Four Dances from Estancia
Alberto GINASTERA
About this Piece
Among the leading lights of 20th-century concert music in South America, Argentina’s Alberto Ginastera is acknowledged for his successful blending of Indigenous music with the more rigorous elements of European art music. Over a career extending over more than half a century, Ginastera would eventually leave behind the folk idiom and write in more contemporary styles, even adopting the 12-tone system in his later scores. His most frequently played works, not surprisingly, are from the earlier period of his career, and they are reminiscent of the “folkloric” music of other composers who mined the riches of Latin American source material.
Ginastera’s Estancia, written in 1941 on a commission from Lincoln Kirstein’s American Ballet Caravan, was intended as a “ballet in one act and five scenes based on Argentine country life,” originally including spoken and sung elements. Because of problems on the part of the ballet company, the work itself went unperformed until 1952, but a suite of four dances from the score was introduced at the venerable Teatro Colón in Buenos Aires in 1943.
The first of the dances, titled “Los trabajadores agrícolas”(The Land Workers), offers an exceptionally energetic cast of field hands; clearly some dramatic license is being taken with the verisimilitude of the depiction.
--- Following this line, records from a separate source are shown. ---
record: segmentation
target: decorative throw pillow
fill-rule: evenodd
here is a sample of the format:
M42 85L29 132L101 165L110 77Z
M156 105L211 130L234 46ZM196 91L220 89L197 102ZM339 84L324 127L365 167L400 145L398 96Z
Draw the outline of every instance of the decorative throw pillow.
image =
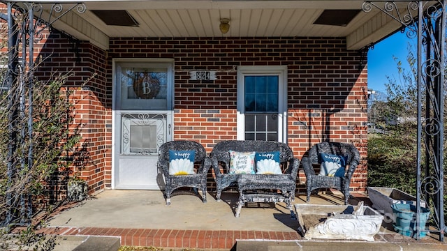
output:
M318 175L328 176L344 176L346 157L332 154L320 153L321 169Z
M256 153L256 174L282 174L279 152Z
M169 150L169 174L186 175L194 174L195 151Z
M255 152L237 152L229 151L230 174L254 174Z

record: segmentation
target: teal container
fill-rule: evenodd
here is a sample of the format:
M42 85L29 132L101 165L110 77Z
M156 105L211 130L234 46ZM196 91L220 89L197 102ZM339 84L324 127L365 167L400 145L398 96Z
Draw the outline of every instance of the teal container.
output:
M430 211L425 208L420 208L419 213L420 227L419 235L416 236L416 207L406 204L394 204L391 206L393 213L395 219L395 229L397 231L406 236L413 238L424 237L427 235L425 224L430 215Z

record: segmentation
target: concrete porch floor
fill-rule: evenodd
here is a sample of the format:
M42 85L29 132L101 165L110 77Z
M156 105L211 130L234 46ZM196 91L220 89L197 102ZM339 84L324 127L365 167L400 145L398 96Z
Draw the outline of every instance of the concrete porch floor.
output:
M219 202L213 195L207 194L207 202L204 204L199 197L179 191L171 197L171 205L168 206L161 191L105 190L55 213L43 231L62 238L117 236L122 245L199 250L247 250L249 247L262 250L259 245L266 250L275 249L278 245L282 250L304 250L303 245L312 247L310 250L326 250L340 243L303 239L297 231L297 220L291 217L291 211L284 203L274 207L268 204L247 205L242 207L240 217L235 218L234 208L238 195L224 192ZM352 195L351 204L360 200L369 203L365 195ZM297 195L293 204L306 203L305 199L305 195ZM343 200L341 195L318 193L312 197L309 203L342 204ZM241 244L237 245L237 241ZM366 248L366 245L371 250L395 250L390 249L394 247L396 250L447 250L447 245L440 243L436 236L416 241L386 227L381 228L374 242L343 241L349 245L358 243L355 245L358 248ZM381 243L383 248L377 249Z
Eventually, the relentless rhythm subsides, and a tune begins to emerge. The second item in the suite, the “Danza del trigo” (Wheat Dance), provides a lyrical interlude, which is followed by an energetic and rhythmically sophisticated dance for “Los peones de hacienda” (The Cattlemen). The furious final Malambo takes its title from a swift dance in 6/8 rhythm that has long figured in a competition among gauchos (Argentinian cowboys).